Rezad por él
Jorge Bergoglio era también, y por encima de todo, un hombre. Como tal, ejerció el magisterio de su pontificado. Con sus luces y sus sombras. Debe discurrir el tiempo, un buen número de años, para que la figura de Francisco se pueda entender mejor
El 13 de marzo de 2013 el cardenal argentino Jorge Bergoglio fue elegido Papa con el nombre de Francisco. Ese día, desde el balcón del Vaticano, en la plaza de San Pedro, pidió algo elemental y, sin embargo, fundamental para cualquier católico: «Rezad por mí». Porque él, como probablemente todos los católicos, creía en la comunión de los santos. Hoy, ante la avalancha de informaciones, comentarios, panegíricos y documentales sobre su figura, como no podía ser de otra manera, me parece, en esta hora de la noche en que escribo mi pequeño apunte diario, que lo mejor que podemos hacer es seguir atendiendo su petición de «rezad por mí». Recemos por él, por su alma.
Bergoglio, el Papa Francisco, como todos los anteriores ocupantes de la silla de Pedro, y como muy bien nos enseñó el mejor intelectual de la Iglesia Católica de los últimos cien años, Benedicto XVI, era un hombre, con sus enormes virtudes y con sus inevitables grietas emocionales. Un hombre que tuvo por bandera personal el servicio a los demás, pero muy especialmente a los humildes, a los pobres. Lo hizo desde el compromiso de sobrellevar la pesada carga del cetro de Pedro. Ejerció ese magisterio desde la experiencia del propio Cristo: el amor al prójimo. Su mensaje de ir hasta los lugares más recónditos entroncaba con el relato evangélico de la alegría que hay en el cielo por cada pecador que se convierte. Fue el Papa de las periferias, de la lejanía, de la otredad, de los otros, de los demás… el Papa que quería acompañar a quienes sufrían soledad. El Pontífice que miraba a las inmensas mayorías, mientras buscaba la intimidad del rezo en soledad. Era un hombre de nuestro tiempo, un hombre de Dios. Fue valiente y solidario. Él tampoco tuvo miedo.
Jorge Bergoglio, el jesuita que fue arzobispo de Buenos Aires y llegó a Papa, era también, y por encima de todo, un hombre. Como tal, ejerció el magisterio de su pontificado. Con sus luces y sus sombras. Debe discurrir el tiempo, un buen número de años, para que la figura de Francisco se pueda entender mejor. Tal vez entonces, comprendamos su permanente rechazo a visitar España y su tierra natal, Argentina. Su simpatía hacia unos y su censura a otros. Benedicto quería recristianizar Europa. Francisco, que venía, según él, del fin del mundo, quería el mundo entero.
No busque el lector censura alguna en mis palabras.
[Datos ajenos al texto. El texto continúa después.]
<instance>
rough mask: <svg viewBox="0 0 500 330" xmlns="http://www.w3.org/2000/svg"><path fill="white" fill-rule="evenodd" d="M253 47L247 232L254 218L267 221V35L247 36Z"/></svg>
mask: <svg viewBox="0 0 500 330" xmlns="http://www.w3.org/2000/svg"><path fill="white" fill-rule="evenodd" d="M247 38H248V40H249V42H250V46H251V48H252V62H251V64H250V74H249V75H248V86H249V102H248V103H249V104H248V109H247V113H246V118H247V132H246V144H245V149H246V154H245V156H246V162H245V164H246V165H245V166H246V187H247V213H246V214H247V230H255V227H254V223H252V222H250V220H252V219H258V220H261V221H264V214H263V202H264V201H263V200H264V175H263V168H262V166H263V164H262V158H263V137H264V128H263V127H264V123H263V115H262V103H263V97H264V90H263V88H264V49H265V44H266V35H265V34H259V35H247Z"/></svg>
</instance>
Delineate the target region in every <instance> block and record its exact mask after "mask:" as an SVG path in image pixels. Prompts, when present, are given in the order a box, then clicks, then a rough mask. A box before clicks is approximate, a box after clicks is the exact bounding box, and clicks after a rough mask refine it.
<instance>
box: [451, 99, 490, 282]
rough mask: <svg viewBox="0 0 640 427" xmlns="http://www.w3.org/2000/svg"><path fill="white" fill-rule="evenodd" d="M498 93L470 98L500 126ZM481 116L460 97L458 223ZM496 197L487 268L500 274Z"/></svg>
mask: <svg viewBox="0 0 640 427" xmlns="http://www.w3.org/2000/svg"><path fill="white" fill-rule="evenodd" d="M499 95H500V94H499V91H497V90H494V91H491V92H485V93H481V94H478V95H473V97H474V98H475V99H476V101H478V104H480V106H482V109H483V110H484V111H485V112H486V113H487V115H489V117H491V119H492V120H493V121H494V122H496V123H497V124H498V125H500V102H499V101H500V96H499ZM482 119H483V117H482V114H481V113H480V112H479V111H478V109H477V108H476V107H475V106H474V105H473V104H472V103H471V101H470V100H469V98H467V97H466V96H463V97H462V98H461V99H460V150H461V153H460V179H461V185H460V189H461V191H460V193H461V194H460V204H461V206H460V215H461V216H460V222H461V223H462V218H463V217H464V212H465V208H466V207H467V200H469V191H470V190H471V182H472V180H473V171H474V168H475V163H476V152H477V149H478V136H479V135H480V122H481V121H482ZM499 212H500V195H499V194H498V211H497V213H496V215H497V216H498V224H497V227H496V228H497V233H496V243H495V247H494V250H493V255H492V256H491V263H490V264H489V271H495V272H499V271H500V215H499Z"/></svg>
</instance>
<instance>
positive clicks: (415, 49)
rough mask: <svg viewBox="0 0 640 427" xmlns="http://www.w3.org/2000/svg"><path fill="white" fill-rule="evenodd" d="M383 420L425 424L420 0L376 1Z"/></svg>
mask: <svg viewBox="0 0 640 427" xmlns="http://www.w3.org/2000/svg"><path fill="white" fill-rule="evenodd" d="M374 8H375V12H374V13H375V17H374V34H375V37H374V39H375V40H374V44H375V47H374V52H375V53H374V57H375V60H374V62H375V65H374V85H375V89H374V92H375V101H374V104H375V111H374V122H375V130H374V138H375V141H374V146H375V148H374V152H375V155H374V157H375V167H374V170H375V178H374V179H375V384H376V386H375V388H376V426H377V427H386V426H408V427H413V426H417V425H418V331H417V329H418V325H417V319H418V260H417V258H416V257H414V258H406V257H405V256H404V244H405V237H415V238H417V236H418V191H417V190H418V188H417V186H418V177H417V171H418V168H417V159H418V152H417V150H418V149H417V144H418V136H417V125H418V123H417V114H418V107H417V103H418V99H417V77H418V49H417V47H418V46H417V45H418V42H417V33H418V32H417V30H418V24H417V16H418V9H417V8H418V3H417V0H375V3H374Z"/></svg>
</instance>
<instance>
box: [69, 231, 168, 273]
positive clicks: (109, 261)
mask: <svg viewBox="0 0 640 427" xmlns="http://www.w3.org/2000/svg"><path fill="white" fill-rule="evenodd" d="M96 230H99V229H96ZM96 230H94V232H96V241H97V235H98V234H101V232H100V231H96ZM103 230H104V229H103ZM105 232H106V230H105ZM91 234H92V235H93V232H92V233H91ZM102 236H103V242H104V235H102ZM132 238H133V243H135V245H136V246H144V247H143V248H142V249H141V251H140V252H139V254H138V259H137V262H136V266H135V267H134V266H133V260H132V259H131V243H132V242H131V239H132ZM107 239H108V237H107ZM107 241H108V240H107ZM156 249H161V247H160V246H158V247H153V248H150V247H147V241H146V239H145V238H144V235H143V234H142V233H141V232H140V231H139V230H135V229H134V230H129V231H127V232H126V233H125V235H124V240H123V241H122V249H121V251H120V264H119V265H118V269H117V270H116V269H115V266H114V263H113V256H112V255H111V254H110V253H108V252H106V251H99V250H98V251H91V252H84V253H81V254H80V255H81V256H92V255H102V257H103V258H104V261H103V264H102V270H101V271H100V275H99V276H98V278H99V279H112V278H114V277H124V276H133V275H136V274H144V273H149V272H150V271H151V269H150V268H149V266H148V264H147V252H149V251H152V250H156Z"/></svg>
No hago otra cosa que tratar de entender los misterios que, como probablemente a todos, en la mayoría de las noches, ante la Cruz, nos achechan, nos perturban y nos conminan a seguir en la búsqueda de la razón, la fe y la vida. No es fácil. La condición humana está intrínsicamente unida a quienes representan a Cristo en la Tierra, la jerarquía de la Iglesia. San Agustín escribió, más o menos, que había que buscar y entender con la luz de ayer la realidad de hoy y con la luz de hoy comprender el porvenir. Por eso, insisto en que con el discurrir de los años lograremos entender aspectos que ahora no alcanzamos a comprender.
Ayer sonaban las campanas de todas las iglesias del orbe. Sonaban para anunciar la muerte de un Papa ciertamente singular. Eran tañidas para trasladar el dolor, pero también la alegría con la que los católicos acogemos nuestro viaje hacia la eternidad. Insisto, por tanto, en que lo verdaderamente relevante ahora, lo notable, lo obligado, es hacerle caso a Francisco y rezar por él.